Montmartre: Bohemia Performs Itself

While official Paris staged expositions, Montmartre created its own alternative world's fair. The hilltop village, annexed by Paris in 1860 but retaining its windmills and gardens, became synonymous with bohemian life. Here, the Belle Époque's contradictions played out nightly in cabarets and studios.

The Moulin Rouge, opened in 1889 by Joseph Oller and Charles Zidler, turned working-class entertainment into international sensation. Its cancan dancers—La Goulue, Jane Avril, Nini Pattes-en-l'Air—became celebrities whose high kicks and lifted skirts shocked tourists while delighting regulars. But these women were more than sexual spectacles. They were athletes, entrepreneurs, and artists who negotiated their own contracts and controlled their images.

Louise Weber, known as La Goulue (The Glutton) for her habit of draining customers' drinks, earned more than government ministers. She invested in property, supported her extended family, and retired wealthy. Jane Avril, daughter of a courtesan and an Italian nobleman, transformed childhood trauma into mesmerizing dance. Toulouse-Lautrec's posters made her immortal, but she made herself through discipline and innovation.

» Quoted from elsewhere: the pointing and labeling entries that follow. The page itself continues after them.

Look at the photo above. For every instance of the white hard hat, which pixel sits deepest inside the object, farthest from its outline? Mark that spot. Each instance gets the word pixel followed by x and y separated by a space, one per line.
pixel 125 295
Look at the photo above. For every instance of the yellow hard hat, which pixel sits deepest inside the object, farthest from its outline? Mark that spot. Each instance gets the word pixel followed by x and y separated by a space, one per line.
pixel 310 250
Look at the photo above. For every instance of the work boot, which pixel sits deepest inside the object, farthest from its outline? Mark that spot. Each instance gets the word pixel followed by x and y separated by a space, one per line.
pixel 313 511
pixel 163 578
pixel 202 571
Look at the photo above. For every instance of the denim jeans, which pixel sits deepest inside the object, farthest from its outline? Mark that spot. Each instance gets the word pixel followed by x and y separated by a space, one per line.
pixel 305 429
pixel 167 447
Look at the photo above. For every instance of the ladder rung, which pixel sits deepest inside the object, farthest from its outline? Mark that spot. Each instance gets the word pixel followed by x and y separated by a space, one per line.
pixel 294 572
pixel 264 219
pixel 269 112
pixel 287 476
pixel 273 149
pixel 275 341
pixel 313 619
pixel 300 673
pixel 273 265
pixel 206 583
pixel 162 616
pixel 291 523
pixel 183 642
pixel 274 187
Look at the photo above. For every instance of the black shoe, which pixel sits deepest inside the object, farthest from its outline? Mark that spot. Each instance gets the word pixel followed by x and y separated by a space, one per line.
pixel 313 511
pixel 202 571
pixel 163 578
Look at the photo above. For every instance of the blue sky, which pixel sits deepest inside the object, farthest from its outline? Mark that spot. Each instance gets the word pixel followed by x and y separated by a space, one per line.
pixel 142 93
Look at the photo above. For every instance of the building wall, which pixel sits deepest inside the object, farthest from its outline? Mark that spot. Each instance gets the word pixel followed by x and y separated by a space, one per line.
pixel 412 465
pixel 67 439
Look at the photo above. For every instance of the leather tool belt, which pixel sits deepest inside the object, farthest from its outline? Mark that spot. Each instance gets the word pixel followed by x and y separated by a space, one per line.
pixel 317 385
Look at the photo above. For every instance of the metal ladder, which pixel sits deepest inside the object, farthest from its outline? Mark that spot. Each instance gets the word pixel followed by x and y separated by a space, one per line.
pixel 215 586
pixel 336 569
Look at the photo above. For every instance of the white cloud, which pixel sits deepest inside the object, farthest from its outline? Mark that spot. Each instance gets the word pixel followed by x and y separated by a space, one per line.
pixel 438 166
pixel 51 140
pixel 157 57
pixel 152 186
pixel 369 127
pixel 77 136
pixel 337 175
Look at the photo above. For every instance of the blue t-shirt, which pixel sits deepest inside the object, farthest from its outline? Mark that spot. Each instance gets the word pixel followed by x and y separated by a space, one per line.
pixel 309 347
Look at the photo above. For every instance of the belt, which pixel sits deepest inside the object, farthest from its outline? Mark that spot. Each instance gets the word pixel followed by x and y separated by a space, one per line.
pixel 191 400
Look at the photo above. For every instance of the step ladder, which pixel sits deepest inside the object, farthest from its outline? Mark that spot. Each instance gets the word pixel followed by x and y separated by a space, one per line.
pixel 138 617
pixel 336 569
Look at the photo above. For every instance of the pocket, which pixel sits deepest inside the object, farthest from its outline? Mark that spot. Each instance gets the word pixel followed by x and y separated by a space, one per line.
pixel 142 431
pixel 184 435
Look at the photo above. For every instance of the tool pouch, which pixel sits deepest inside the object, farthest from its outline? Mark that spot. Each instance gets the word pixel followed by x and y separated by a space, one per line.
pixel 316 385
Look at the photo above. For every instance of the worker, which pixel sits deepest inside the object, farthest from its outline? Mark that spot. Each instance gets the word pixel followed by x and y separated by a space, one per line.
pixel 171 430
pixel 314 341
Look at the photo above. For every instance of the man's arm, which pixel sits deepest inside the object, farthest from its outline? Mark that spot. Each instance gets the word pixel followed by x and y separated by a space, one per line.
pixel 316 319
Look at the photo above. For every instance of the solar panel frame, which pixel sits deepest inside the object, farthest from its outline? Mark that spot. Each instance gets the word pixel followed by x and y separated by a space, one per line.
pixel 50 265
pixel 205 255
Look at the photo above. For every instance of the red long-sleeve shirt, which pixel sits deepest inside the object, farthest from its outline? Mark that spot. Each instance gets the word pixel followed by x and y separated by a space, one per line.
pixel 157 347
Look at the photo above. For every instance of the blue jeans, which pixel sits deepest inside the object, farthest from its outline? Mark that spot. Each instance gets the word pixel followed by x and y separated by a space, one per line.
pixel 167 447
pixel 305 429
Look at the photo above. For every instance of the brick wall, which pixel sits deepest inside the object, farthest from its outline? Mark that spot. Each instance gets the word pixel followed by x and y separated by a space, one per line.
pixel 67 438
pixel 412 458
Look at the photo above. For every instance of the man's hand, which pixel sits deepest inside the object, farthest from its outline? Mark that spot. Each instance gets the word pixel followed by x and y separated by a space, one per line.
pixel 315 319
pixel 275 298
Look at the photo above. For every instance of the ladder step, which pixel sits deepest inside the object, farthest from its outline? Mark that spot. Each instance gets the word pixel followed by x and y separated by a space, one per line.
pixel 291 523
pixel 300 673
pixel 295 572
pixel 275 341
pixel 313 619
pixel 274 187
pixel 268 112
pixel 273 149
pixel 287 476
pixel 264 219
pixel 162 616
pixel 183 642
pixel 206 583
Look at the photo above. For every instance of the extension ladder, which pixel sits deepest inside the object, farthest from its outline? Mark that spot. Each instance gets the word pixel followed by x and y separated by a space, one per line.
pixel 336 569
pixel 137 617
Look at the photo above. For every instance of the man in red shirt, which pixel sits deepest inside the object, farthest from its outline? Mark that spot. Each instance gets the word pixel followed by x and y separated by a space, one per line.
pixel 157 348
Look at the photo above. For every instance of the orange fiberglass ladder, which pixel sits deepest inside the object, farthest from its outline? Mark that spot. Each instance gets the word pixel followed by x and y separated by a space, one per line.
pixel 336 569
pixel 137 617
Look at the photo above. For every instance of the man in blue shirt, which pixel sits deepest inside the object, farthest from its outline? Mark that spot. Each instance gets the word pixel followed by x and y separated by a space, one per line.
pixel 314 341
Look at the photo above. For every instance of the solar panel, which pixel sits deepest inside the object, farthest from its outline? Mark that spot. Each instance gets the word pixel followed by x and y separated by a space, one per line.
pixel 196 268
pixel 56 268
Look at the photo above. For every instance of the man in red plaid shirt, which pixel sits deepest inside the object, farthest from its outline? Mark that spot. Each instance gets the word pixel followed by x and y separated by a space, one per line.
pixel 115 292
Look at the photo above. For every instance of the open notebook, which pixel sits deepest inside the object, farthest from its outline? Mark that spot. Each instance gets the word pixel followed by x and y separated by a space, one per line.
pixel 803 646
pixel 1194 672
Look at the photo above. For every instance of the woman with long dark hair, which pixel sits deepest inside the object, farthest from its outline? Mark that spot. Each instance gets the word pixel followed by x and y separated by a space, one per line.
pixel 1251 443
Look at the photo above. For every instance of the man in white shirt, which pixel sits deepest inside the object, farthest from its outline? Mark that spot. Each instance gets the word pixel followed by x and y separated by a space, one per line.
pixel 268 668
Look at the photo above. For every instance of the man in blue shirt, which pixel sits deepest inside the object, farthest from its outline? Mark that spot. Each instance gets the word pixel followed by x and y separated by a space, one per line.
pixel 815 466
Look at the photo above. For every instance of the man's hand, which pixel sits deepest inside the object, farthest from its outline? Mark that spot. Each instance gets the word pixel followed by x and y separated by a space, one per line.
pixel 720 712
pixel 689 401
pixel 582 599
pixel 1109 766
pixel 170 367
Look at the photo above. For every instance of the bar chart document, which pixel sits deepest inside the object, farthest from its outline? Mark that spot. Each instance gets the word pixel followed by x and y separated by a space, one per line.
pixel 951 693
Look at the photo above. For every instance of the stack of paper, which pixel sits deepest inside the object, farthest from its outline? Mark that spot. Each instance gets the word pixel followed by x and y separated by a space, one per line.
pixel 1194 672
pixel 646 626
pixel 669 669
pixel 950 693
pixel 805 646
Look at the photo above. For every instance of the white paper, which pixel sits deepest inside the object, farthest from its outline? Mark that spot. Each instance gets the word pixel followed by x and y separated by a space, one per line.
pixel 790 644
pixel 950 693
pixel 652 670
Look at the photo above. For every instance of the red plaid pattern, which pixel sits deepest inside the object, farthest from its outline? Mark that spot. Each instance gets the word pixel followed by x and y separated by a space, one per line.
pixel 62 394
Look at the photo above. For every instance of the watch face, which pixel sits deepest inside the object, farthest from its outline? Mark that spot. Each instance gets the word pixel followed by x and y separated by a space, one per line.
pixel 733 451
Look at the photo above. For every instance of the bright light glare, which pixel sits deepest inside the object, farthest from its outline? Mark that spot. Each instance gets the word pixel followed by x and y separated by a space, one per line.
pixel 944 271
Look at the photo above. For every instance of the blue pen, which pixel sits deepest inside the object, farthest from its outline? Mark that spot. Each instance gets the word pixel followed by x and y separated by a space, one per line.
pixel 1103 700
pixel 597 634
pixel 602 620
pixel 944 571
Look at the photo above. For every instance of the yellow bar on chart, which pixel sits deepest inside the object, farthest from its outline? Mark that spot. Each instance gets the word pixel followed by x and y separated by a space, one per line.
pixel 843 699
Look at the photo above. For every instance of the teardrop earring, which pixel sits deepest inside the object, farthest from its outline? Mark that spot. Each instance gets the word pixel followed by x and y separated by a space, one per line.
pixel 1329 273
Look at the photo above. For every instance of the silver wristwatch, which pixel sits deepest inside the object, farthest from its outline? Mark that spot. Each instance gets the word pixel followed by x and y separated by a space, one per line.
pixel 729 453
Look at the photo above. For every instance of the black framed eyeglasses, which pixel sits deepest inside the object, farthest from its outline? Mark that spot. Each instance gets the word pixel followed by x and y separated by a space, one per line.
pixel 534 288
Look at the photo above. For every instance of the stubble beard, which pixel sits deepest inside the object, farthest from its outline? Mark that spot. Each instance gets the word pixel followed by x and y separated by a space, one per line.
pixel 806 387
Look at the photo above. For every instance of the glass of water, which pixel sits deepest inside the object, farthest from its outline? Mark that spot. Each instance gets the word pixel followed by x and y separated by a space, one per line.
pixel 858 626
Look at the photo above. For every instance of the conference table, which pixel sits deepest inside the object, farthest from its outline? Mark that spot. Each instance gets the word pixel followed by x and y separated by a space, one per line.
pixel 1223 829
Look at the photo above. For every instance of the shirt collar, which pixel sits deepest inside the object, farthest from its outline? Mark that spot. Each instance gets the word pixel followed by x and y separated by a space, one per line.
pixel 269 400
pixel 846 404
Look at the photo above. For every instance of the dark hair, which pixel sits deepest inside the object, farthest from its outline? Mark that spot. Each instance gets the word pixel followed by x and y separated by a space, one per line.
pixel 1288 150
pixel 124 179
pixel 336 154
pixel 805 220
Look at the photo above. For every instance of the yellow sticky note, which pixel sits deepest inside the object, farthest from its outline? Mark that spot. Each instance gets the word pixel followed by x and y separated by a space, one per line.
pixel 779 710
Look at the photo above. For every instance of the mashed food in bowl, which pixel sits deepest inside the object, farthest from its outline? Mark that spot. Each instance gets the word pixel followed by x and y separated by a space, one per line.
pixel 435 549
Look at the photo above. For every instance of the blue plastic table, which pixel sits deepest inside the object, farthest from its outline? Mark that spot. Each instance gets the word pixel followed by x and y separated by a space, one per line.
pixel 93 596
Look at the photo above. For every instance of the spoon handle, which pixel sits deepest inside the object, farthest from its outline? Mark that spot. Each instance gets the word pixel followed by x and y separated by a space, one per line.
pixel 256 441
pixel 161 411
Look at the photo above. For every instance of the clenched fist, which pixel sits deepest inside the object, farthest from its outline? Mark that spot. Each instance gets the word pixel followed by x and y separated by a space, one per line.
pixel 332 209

The Chat Noir, Rodolphe Salis's shadow-puppet theater and cabaret, offered more intellectual pleasures. Here, poets declaimed symbolist verses, composers premiered experimental songs, and political satire pushed legal boundaries. Its journal, distributed nationally, spread Montmartre irreverence across France. When authorities threatened closure over anti-government songs, fashionable society rallied to its defense. Censoring the Chat Noir would admit that jokes could threaten the state.

But Montmartre was more than entertainment. In the Bateau-Lavoir, a ramshackle building named for its resemblance to Seine laundry boats, the future of art was being invented. Picasso, Modigliani, and Braque lived in poverty while revolutionizing vision. Kees van Dongen painted portraits to buy bread. Juan Gris theorized Cubism between commercial illustrations.

The neighborhood's women artists fought for recognition in this masculine bohemia. Suzanne Valadon, former model turned painter, raised her son Maurice Utrillo alone while developing her bold, unflinching style. Marie Laurencin, associated with the Cubists but following her own path, painted dreamy female figures that critics dismissed as "feminine" but that captured psychological states her male colleagues missed.